Les Organisations Unies pour l’Indépendance du Québec (OUI-Québec) tiennent une table de concertation des partis politiques à laquelle participent ON, QS, le PQ et le Bloc. Cette démarche doit aboutir pour la fin janvier 2017 à un projet de feuille de route commune pour l’indépendance qui sera présentée aux membres d’ON, de QS et du PQ pour approbation au printemps 2017. C’est une démarche sérieuse, pilotée par Claudette Carbonneau, ancienne présidente de la CSN. Elle s’y connait en négociation difficile.

Q: Selon ce que tu as vu dans les deux dernières années, crois-tu que Québec solidaire est ouvert à se rapprocher du Parti Québécois pour converger vers une réforme du mode de scrutin?
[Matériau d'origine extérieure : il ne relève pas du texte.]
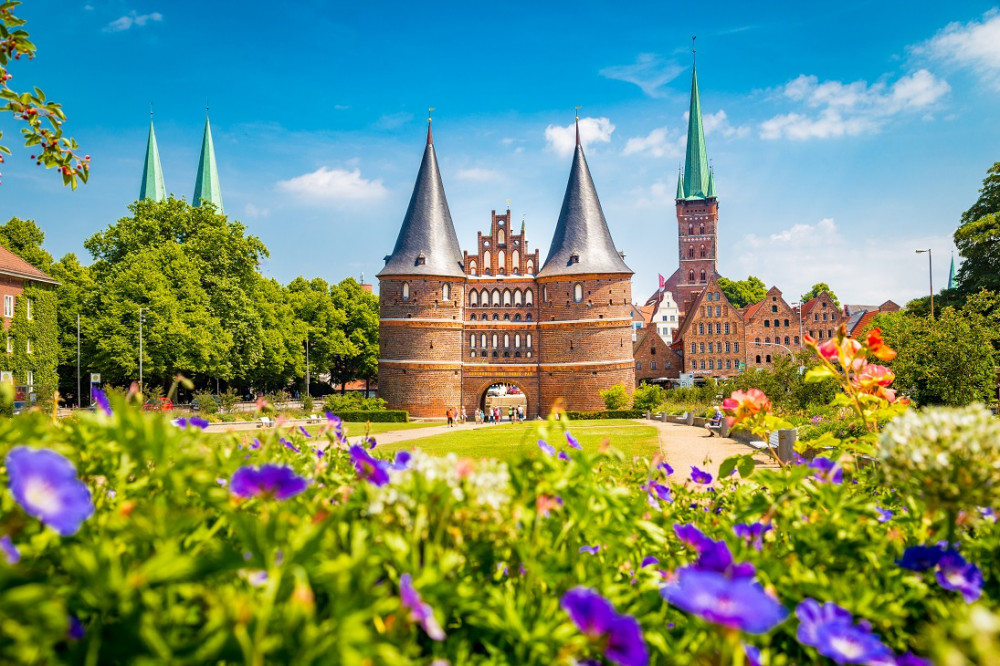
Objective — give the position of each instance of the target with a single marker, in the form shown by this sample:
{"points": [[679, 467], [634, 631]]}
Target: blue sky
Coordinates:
{"points": [[843, 137]]}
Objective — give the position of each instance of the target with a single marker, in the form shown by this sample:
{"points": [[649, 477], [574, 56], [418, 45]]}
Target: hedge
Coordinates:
{"points": [[606, 414], [376, 416]]}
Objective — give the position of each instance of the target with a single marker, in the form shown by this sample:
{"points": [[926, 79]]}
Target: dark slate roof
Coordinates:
{"points": [[582, 229], [427, 228]]}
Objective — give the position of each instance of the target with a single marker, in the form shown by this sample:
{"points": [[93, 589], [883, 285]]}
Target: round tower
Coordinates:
{"points": [[421, 300], [584, 319]]}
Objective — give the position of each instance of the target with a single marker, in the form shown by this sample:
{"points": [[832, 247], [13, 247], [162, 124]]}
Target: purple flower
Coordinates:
{"points": [[752, 533], [11, 554], [921, 558], [955, 574], [738, 603], [827, 470], [698, 476], [401, 461], [620, 635], [45, 485], [368, 468], [832, 631], [275, 481], [75, 631], [420, 611], [98, 398]]}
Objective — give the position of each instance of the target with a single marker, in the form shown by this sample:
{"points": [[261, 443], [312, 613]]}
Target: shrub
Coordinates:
{"points": [[648, 397], [615, 397]]}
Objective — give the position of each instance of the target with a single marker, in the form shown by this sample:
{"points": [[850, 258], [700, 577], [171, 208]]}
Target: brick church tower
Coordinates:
{"points": [[421, 293], [697, 213], [585, 315]]}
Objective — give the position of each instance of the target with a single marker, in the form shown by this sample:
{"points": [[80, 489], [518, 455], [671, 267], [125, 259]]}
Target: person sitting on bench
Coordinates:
{"points": [[714, 425]]}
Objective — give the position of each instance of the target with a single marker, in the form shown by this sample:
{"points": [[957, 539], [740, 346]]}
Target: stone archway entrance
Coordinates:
{"points": [[510, 399]]}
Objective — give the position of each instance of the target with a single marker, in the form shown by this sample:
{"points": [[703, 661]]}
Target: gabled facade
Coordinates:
{"points": [[455, 323]]}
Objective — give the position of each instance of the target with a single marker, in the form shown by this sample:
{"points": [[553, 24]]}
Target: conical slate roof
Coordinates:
{"points": [[206, 184], [427, 243], [152, 174], [582, 242]]}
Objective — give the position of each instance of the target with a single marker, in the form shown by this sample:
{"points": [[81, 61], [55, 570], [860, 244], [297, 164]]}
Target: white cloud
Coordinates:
{"points": [[592, 130], [835, 109], [650, 72], [859, 272], [975, 45], [476, 174], [334, 184], [133, 19]]}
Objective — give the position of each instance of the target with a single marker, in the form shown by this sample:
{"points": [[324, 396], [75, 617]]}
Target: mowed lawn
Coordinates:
{"points": [[507, 440]]}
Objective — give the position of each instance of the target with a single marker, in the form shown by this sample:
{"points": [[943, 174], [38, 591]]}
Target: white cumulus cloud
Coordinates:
{"points": [[650, 72], [975, 45], [592, 130], [834, 109], [133, 19], [334, 184]]}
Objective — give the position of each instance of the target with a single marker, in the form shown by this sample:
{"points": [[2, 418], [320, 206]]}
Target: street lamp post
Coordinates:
{"points": [[930, 275]]}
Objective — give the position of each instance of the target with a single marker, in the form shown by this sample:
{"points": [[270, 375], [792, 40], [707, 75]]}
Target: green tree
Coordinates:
{"points": [[743, 292], [818, 289], [24, 238], [43, 119], [978, 239]]}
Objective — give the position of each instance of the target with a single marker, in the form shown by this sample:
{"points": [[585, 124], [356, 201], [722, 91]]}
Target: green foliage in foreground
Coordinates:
{"points": [[172, 568]]}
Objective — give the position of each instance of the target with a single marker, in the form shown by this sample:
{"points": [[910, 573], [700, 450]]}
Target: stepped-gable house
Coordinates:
{"points": [[454, 323]]}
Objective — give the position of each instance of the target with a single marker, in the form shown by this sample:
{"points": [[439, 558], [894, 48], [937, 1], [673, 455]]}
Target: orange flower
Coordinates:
{"points": [[879, 348]]}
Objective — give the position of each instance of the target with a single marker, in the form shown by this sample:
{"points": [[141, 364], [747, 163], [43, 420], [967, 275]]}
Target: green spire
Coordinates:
{"points": [[696, 173], [152, 174], [206, 185]]}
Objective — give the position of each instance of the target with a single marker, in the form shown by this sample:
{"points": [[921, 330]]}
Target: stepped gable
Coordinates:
{"points": [[427, 243], [582, 243], [152, 186]]}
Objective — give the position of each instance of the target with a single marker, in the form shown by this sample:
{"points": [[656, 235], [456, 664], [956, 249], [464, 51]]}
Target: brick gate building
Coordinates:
{"points": [[454, 323]]}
Les membres de Québec solidaire se méfient beaucoup du PQ. Ils n’ont pas tort. Je comprends leur réticence à collaborer, même temporairement, avec cette organisation, surtout au moment où rien n’est proposé de concret à part l’objectif de «battre les Libéraux». Pour qu’une alliance devienne attirante, il faut mettre des choses sur la table. La première chose, pour nous, c’est un engagement clair à réaliser l’indépendance. Une réforme du mode de scrutin est aussi une idée très intéressante, qui, à mon avis, pourrait rendre l’alliance plus intéressante auprès des membres de QS. Mais rappelons-nous que ce n’est toujours pas dans la plateforme du PQ.

Q: Qu’est-ce que le Parti Québécois doit laisser sur la table, s’il veut qu’Option nationale et Québec solidaire convergent?

Le minimum, c’est un engagement clair à réaliser l’indépendance dans un premier mandat. Pour le reste, par respect pour le processus de table de concertation du OUI-Québec, je ne vais pas m’avancer davantage pour l’instant.

Q: Si l’aspirant-chef du Parti Québécois veut réformer le mode de scrutin, la proportionnelle dans les 100 premiers jours, et de faire un référendum dans un premier mandat, seriez-vous prêts à les rejoindre pour 2018?

Ce qui m’importe, c’est ce que les membres du PQ veulent. Jusqu’où sont-ils prêts à aller ? S’ils vont jusque-là, clairement, nous inviterons nos membres à réfléchir à cette question. Cela dit, ce sont nos membres qui auront le dernier mot.

Q: À ton avis, qu’est-ce qui est plus bénéfique pour la population du Québec, un gouvernement libéral jusqu’en 2022 ou une convergence avec des propositions claires (mode de scrutin, référendum dans un premier mandat en 2022)?

Poser la question, c’est y répondre. 😉

 


Ce fut un réel plaisir d’échanger avec toi, Sol. J’invite maintenant les autres chefs de partis et aspirants-chefs à répondre à cet enjeu fondamentale.